Common uses and applications

Bigleaf maple wood is attractive, as well as hard and heavy, so it is used for higher-value, appearance-grade products such as flooring, cabinetry and furniture, as well as turnings, musical instruments and interior millwork. It is also used for panelling, veneer and plywood.

Coastal Indigenous peoples consider it an excellent fuel. They also use the wood to carve utensils, tools and toys, including spindle whorls and canoe paddles. They use the bark to weave ropes and baskets and spread the leaves over and under food in steam pits and picking baskets.

Commercial properties

Bigleaf maple is moderately heavy, hard and of medium strength. It is well known for its working properties. The wood dries without difficulty, but rather slowly. It is relatively easy to work, with good machining qualities. It turns, planes and shapes well and can be sanded to a smooth finish. The wood glues easily, has moderate nail and screw holding ability, and takes a good finish. The wood grain is straight or sometimes curly or wavy. It has medium to occasionally coarse grain and even texture.
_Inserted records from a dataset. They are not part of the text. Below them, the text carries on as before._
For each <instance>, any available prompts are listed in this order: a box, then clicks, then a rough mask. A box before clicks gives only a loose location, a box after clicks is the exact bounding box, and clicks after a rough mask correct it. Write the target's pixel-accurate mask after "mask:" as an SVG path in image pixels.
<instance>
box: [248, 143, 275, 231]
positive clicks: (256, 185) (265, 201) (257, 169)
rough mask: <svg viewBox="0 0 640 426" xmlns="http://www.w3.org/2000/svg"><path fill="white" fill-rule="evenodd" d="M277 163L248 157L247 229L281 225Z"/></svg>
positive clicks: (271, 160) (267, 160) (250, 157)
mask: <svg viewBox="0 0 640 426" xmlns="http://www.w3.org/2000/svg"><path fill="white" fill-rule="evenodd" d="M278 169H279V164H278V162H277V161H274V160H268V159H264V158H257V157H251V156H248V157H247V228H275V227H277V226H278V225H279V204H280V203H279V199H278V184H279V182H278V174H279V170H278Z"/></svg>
Forest Sciences Centre, UBC
Photo credit: Don Erhardt

Commercial availability

Bigleaf maple is moderately available and comes in appearance and millworking grades including Select and better, #1 shop and frame grade, produced according to National Hardwood Lumber Association rules.  The lumber is dried according to end use and customer specifications. Kiln drying inhibits natural staining of the wood, improves its strength and stiffness, enhances its appearance, and increases its resistance to decay and insect attacks.